Perfect graph
- Triangulated graphs
- Bipartite graphs
- Complete graph
- Co - graph
- Vergleichbarkeitsgraphen
In graph theory, a graph is called perfect if for every induced subgraph that its clique number coincides with its chromatic number. An induced subgraph of a graph consists of a subset of the nodes and all incident edges.
In a perfect graph chromatic number, clique number and stability number can be computed in polynomial time, the calculation of general graphs is NP -complete. It can be determined in polynomial time whether a graph is perfect. Examples of perfect graphs are bipartite graphs, line graphs of bipartite graphs and their complements. They form the basis for the strong perfect graph theorem and therefore in this context as simple perfect graphs (english basic) respectively. Other examples of perfect graphs are triangulated graphs and chordal bipartite graphs.

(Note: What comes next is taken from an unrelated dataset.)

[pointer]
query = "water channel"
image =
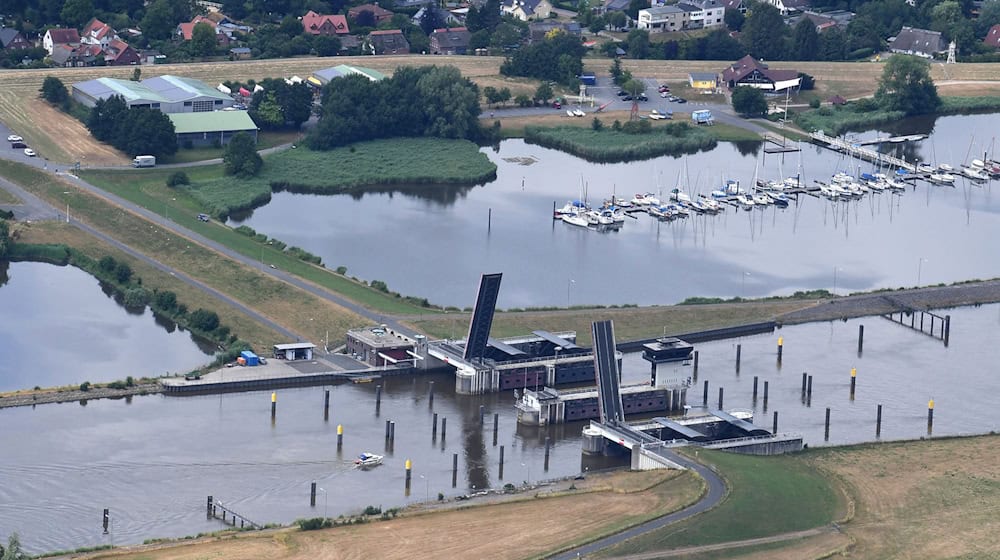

According to the theorem on perfect graphs, the following are equivalent:
The second characteristic is known as a weak perfect graph theorem was proved in 1972 by László Lovász and is therefore now set called Lovász. The third characteristic is also known as a strong theorem on perfect graphs, and has been proved only in May 2002. Both statements were ( was at a conference in Halle- Wittenberg published his conjecture in 1963 ) in 1960 by Claude mountains positioned than conjecture.